Vorige week zijn we geëindigd met de vraag: ‘hoe staat je akker erbij?”
Dé vraag die uit deze gelijkenis naar voren komt voor ons.
(|Voor hen die er niet waren, die hieronder)
Een confronterende vraag, dat was goed te merken in de gesprekken daarna. Heel wat van ons voelden zich een beetje hopeloos. We denken dat het nogal wat beter kan met het lezen in de Bijbel, maar weten niet goed hoe dat dan mogelijk is.

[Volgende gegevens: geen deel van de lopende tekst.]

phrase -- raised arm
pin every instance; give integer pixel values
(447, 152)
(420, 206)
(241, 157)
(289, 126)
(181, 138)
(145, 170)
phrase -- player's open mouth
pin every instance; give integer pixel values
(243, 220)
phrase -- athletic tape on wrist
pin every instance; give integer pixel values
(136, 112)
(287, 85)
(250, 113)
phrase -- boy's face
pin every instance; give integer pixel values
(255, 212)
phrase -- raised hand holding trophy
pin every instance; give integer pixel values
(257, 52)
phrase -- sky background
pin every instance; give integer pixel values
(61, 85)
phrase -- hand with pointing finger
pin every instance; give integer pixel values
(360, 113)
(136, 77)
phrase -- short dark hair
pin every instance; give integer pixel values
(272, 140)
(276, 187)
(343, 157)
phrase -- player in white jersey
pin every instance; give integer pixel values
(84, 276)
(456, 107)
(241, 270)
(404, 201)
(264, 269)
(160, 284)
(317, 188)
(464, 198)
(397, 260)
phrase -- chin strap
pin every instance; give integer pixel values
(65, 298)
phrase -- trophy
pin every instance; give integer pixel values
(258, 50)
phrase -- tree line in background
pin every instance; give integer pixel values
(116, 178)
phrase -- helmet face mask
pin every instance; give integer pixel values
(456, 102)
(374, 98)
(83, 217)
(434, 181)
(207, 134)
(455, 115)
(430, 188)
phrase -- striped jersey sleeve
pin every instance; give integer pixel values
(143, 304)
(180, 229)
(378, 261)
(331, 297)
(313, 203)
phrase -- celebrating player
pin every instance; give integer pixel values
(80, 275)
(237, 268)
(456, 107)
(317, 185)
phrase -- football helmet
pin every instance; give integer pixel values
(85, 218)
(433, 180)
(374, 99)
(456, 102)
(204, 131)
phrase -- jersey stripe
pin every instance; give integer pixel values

En toen hadden we het nog niet eens gehad over het tekstgedeelte van vandaag.
'Jullie mogen de geheimen van het koninkrijk van de hemel kennen, hun is dat niet gegeven. (Mat 13:11 NBV). Vooral dat laatste zinnetje vind ik grimmig klinken: hun is dat niet gegeven. Het zal je maar niet gegeven zijn! Dan raak je op den duur zelfs alle idée van het Koninkrijk kwijt lezen we: maar wie niets heeft zal zelfs het laatste worden ontnomen (Mat 13:12 NBV)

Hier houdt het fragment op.